Do CBDCs Need Blockchain?

Do CBDCs Need Blockchain?

Digital money is of interest to 80% of the big banks. Two years ago, the French central bank experimented with a private fork of Tezos to issue and test the digital euro.

What are central bank digital currencies (CBDCs), what are their advantages over other forms of money, how do they differ from stablecoins, and do they require a blockchain to work? This post explains it all in simple terms.

What CBDCs Are For?

CBDC (Central Bank Digital Currency) is a digital version of cash.

Digital currencies have numerous advantages, including:

  • giving central banks an opportunity to compete with merchant banks and even offer loans at a lower interest (in theory);
  • ensuring financial inclusiveness: using CBDC doesn’t require one to have a bank account, so more people will have the opportunity to make digital remittances;
  • saving the national budget as operational expenses on working with cash eat up 1.7% of the GDP.
  • enabling regulators to have full control through the programmability and transparency of CBDCs;
  • giving banks a 24/7 access to liquidity.

CBDCs do not seem to differ from cashless money on bank accounts, but they are two different types of currency.

Cashless money is issued by a particular bank, and the ability to use this money depends entirely on that bank. If the bank gets closed, the card doesn’t work, and no money can be withdrawn.

CBDCs, on the other hand, work like cash, but in digital form. People and legal entities can transfer them without the intermediary of banks and payment providers.

Also, CBDCs cannot be considered stabelcoins because digital money is directly backed by the central bank. Roughly speaking, it is not a coin the central bank issued against paper money, but a full-fledged part of the money supply. Digital currency does not represent money, it is money.

Do CBDCs Use BLockchain?

CBDC requires a digital ledger with reliable data storage, backups, and protection against changing previous records. Blockchain protocols fit this description, but with some caveats.

First, it is difficult to imagine a public and transparent blockchain at the heart of CBDC. Otherwise, knowing a person’s wallet address would enable other people to monitor that person’s financial life.

Second, the central bank must retain a monopoly and full control over the digital currency. Decentralisation does not fit this objective.

Third, the TPS of reliable blockchains may not be enough to satisfy millions of users.

Still, it doesn’t meant that CBDCs won’t be using the know-how of blockchain protocols like distributed ledger, heuristic analysis for tracking of funds, or smart contracts to automate financial operations. The latter is the area where Societe Generale — Forge and Ukraine’s National Bank experimented with Tezos as a platform for a CBDC.

Will CBDCs Supercede Crypto?

No, because they have different objectives. The purpose of digital money is to be digital money, that is, a universal exchange commodity and legal tender. Cryptocurrencies in their current state are an investment vehicle, an infrastructure solution for launching financial projects, and art galleries, but they are not a common means of payment.

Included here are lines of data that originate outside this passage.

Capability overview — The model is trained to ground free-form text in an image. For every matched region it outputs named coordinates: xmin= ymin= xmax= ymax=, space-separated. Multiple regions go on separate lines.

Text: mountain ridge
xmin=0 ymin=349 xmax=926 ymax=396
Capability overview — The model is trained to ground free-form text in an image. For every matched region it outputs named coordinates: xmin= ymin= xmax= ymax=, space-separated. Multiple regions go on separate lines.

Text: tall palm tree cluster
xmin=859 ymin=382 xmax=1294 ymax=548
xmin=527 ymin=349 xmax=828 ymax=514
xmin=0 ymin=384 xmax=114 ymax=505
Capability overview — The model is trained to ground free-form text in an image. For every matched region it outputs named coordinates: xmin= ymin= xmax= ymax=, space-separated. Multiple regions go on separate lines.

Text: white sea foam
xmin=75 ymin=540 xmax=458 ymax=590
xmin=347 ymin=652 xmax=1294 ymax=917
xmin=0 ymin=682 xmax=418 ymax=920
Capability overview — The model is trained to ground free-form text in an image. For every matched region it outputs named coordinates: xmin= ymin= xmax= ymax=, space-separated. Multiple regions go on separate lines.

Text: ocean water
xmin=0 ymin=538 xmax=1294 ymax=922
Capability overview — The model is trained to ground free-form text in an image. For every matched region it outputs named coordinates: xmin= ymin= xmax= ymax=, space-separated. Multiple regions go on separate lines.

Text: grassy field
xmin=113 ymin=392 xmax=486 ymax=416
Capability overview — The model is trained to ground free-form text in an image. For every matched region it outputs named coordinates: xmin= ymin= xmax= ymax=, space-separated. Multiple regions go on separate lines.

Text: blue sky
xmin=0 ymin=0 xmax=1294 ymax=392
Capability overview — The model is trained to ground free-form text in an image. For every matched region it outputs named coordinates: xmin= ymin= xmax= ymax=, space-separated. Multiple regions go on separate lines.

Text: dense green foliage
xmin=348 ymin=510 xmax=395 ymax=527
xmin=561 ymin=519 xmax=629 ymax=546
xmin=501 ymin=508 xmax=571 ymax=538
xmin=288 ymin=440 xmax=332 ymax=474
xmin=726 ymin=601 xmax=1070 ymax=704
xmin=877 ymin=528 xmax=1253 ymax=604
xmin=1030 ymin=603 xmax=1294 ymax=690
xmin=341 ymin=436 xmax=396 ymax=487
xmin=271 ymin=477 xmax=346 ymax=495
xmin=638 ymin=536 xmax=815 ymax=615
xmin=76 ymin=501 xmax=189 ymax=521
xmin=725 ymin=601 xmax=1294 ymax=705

Still, CBDC could, in theory, make cryptocurrencies a little easier to deal with. For example, when legalising cryptocurrencies, the national bank could launch the most common bridge to transfer digital euros to the blockchain.

What Countries Already Have CBDCs and What Do Their Users Say?

The Atlantic Council’s website features an interactive map showing the progress of different countries in developing and introducing digital money.

For now, China and their digital yuan e.CNY is the most active country in the world when it comes to digital money. There’s little known about the technical aspects of e.CNY. Its Whitepaper only describes the tasks it seeks to solve and the impact it will have on the financial system.

China’s central bank is testing the digital yuan in four major provinces. Journalists from technology publications occasionally conduct interviews with residents and local entrepreneurs to get their views on the new form of money. So far, everyone agrees that the digital yuan is more profitable than the cashless yuan: the Central Bank does not charge fees for transmitting and acquiring e.CNY, so shopkeepers are literally pushing customers to pay with it.

At the same time, China’s central bank has tackled the problem of payment anonymity in a peculiar way. The bank’s director for digital money Mu Changchun said the bank will only track large payments, while small “casual” transactions will remain anonymous.


Despite the regulated and centralised nature of CBDCs, it is still the way to introduce digital currencies to the masses. From this perspective, national digital currencies can lead to the popularisation of cryptocurrencies among a country’s population by making it easier to convert fiat into crypto and back.

Public blockchains like Tezos are not really necessary to achieve CBDC’s goals, but digital currency creators are adopting their expertise and technological advances.